Revenons à 1789, année charnière parait-il. Charnière de quoi ?

En réalité ce fut une année de plumage du dindon. Les français honnêtes, bien sûr il y en avait, ont été abusés par le roi et sa clique de nobles internationaux, puis opprimé immédiatement après, et sans discontinuer jusqu’à aujourd’hui, par ceux qui parlant en leur nom n’ont eu comme objectif que leurs fantasmes et leurs ambitions personnels.

Je vous accorde que ce constat est désespérant. Doit-on pour autant devenir cynique et sans scrupule ? Peut-être, mais ce n’est pas possible pour tout le monde.

Et oui, contrairement à ce que vous croyez probablement, être honnête n’est pas une question d’éducation, de lois ou de police, mais de personnalité.

On naît honnête ou malhonnête, dans tous les milieux, sous toutes les latitudes. C’est souvent un drame pour celui qui est affublé de cette particularité. Aucune chance pour que celle-ci puisse un jour imposer sa pensée au plus grand nombre, les « naissances honnêtes » ne sont pas majoritaires. Je soupçonne le Bon Dieu de l’avoir fait exprès.

Il reste un passe-temps sur cette terre pour les honnêtes : essayer de détecter les manœuvres des escrocs avant qu’elles ne soient évidentes pour tous, avant qu’elles s’effondrent bruyamment, tant qu’elles portent encore beau, qu’elles flamboient.

Ça ne sert à rien ? En effet.

Revenons encore à 1789. N’oublions pas que la même année les Etats-Unis, espace vierge, sans privilège acquis, se dotaient d’une constitution largement inspirée des « lumières », qui a tenu et tient toujours le coup.

Si l’affaire a foiré en France, cela ne peut pas venir du produit lui-même mais bien des combinards qui l’ont mis en place en cherchant à protéger leurs privilèges ou à en créer de nouveaux.
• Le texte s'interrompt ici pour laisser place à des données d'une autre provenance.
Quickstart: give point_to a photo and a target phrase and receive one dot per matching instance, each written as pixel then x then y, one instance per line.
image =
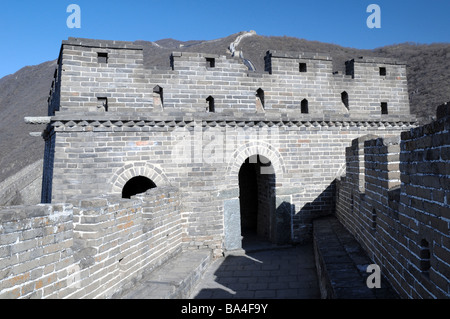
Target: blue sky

La leçon de tout cela est qu’il n’y a jamais, hélas, rien de sincère dans une société en activité, tout n’est que combats entre privilégiés ou voulant le devenir, les braves gens, les « honnêtes gens », étant pris systématiquement en otages, pour finir toujours en dindons de la farce.

Mais pourquoi sans cesse ce recommencement ?

Parce que le mensonge à venir est toujours plus beau que l’ancien, parce que les escrocs à venir sont toujours plus séduisants que les anciens. Pendant que l’honnêteté reste désespérément stable, sa séduction laborieuse.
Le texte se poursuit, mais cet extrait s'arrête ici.